Mini stories: Especially with friends I see IRL frequently, instead of writing letters for the purpose of catching up, I sometimes like to write whole letters just telling them a story about a thing I experienced or enjoyed, usually something that reminded me of them or that I thought they'd appreciate. This is a nice way to share something with someone else and doesn't make them feel obligated to reply, or perhaps inspires them to share something with you. 

Quick notes: It's totally okay to send a card or postcard with just a quick note if there's something urgent you want to tell someone! Or a quick thought you'd like to share. In restaurants that paperclip bills to postcards, I like to immediately write a quick note to a friend about something I just ate, or a description of a scene in the restaurant. If you're a nerd like me, you keep stamps and a writing tool on you at all times and might find this to be a fun thing to do at the end of the night.

Sharing something: If I'm reading a magazine and see something I think a pen pal or friend might enjoy, I tear it out and send it to them. The same goes for stickers, packets of seeds, bits of ephemera -- it's a lovely gesture to send someone something easy and flat that they might enjoy.

I'm writing to a brand new pen pal. Where do I start? 

The worst thing you can do is bombard them with questions! Trust that they will share about themselves when they reply. Don't try to give them your whole life's story up front because that's tedious and also eliminates some of the fun of getting to know someone slowly. Instead, write about something cool that you saw recently, tell them about a book you're reading, or share a funny story about something you experienced. Anything to encourage a natural conversation! Approach it as you might a first date. Just share things about yourself that the other person might find interesting and they'll pick up the conversation there. 

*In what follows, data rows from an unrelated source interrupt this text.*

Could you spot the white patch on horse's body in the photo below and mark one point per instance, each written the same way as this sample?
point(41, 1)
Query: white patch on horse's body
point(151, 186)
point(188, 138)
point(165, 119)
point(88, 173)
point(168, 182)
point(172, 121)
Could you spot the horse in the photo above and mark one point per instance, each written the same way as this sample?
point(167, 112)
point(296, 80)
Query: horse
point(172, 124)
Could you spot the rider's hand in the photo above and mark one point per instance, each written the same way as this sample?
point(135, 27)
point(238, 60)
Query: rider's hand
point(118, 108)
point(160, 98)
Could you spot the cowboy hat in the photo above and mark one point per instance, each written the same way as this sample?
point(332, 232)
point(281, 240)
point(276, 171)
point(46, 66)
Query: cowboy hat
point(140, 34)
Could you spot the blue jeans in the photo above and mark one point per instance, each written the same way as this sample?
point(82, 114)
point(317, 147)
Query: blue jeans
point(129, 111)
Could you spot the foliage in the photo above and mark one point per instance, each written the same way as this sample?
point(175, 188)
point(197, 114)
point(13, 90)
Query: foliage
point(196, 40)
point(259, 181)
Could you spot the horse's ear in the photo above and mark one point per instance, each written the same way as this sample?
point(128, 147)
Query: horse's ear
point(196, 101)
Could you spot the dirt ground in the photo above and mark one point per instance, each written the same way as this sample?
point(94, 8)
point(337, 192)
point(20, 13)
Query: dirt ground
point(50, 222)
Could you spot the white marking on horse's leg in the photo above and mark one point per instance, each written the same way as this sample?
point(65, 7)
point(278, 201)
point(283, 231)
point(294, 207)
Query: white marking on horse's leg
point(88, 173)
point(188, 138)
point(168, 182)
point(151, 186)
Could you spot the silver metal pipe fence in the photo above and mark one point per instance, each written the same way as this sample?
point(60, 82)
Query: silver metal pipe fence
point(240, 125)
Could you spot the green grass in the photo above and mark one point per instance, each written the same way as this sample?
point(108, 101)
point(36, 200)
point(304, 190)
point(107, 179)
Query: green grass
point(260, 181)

How quickly should I reply? There's probably official etiquette to follow here, but I personally don't think there should be strict expectations. In my letter writing practice, I write about 3 letters a week and reply in the order in which I receive them. Sometimes that means I reply in 1 or 2 weeks, or sometimes maybe 1 or 2 months. Occasionally, I just don't feel like writing letters and it takes me longer! It's totally okay.

Everybody loves finding mail in their mailbox that isn't a bill or junk mail. Even if the person you write to doesn't reply, you can trust that you made them smile while sorting their mail.